I would argue that our millennial friend is a baby bird. What is it that baby birds do? They spend their days sitting in a nest, waiting for regurgitated food to be placed in their mouths. High school taught me how to absorb information and chew on it for a few weeks, regurgitate it to pass my quizzes or tests, and then forget it just in time to repeat this cycle for the following week’s benchmarks. At the end of the year, I would have a cram session the week before my final exams and try to memorize as much information as I could in order to pass. I know that I am not the only one who used this strategy to pass high school, this was a common practice among my peers.
    Now this works out great if the objective of education is to pass tests. But I don’t believe that this should be the objective. This style of “learning” places students into a role of a dependant, completely relying upon anyone with answers. Let’s reflect upon the actions of the millennial at the gathering. Rather than ask himself how millennials can have influence on the future of conservatism and act upon his ideas or the ideas of those around him. He asked what is our job in furthering this cause? What are we to do to have influence? And he asked–subconsciously–hoping to receive a checklist that he could mark off. 

Our youth are not being taught how to think, but to wait until they are told what to think. In a way it’s like that saying: I am rubber and you are glue, whatever you say bounces off of me and sticks to you. Millennials are being taught how to hold on to what they are told/taught and then bounce it back during test taking time.  

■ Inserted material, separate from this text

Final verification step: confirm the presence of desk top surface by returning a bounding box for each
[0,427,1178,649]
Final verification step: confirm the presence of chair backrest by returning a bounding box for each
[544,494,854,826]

This is the formula: Listen. Reserve. Regurgitate. Students are expected to first listen. Then they reserve the information in a part of their brain until it’s time to regurgitate it to pass tests.

Now it’s important to understand that I don’t blame teachers for the baby bird syndrome. The system is to blame. In many instances teachers receive bonuses in pay or awards based upon their student’s test scores. We measure the teacher’s ability to teach by how well their students test. If teachers can make more money by raising their student’s test scores wouldn’t it make sense to teach them to pass the tests? I can remember hearing nearly all of my AP teachers during after school study sessions, say “I think these are the things you will need to know for the exam.” And one time a teacher told another student that she did not need to know a certain fact because it wouldn’t be on the final exam. There has to be a better method for measuring a teacher’s success.

I think that Albert Einstein does an excellent job at illustrating teacher’s responsibilities to their students. “I never teach my pupils, I only attempt to provide the conditions in which they can learn.”

There is Recovery

Despite graduating high school as a CollegeBoard “AP Scholar,” I left high school thinking that I hated learning. I had no interest in reading books or doing anything of this nature, and college seemed like a necessary evil. But in reality my problem wasn’t that I hated learning. It was that I had mistaken test taking for learning. I was being taught how to pass tests, not how to think.

It has taken a lot of reflecting and pondering for me to come to this understanding. I have had to research theories on education and have spent the last few years trying to break myself of the poor “learning habits,” that I learned as a former public school student. Now that I have learned this, I can’t stop reading and learning. Educating myself has become my new craving.

One resource that I have found especially helpful in my recovery is the Thomas Jefferson Education (TJEd), I see this as a solution. Although I am a college student, I want a self education and to learn through mentors or books. My goal is to obtain an education that will best prepare me to become a thinker and allow me the ability to be prepared for my future career.

“I never let my schooling interfere with my education.”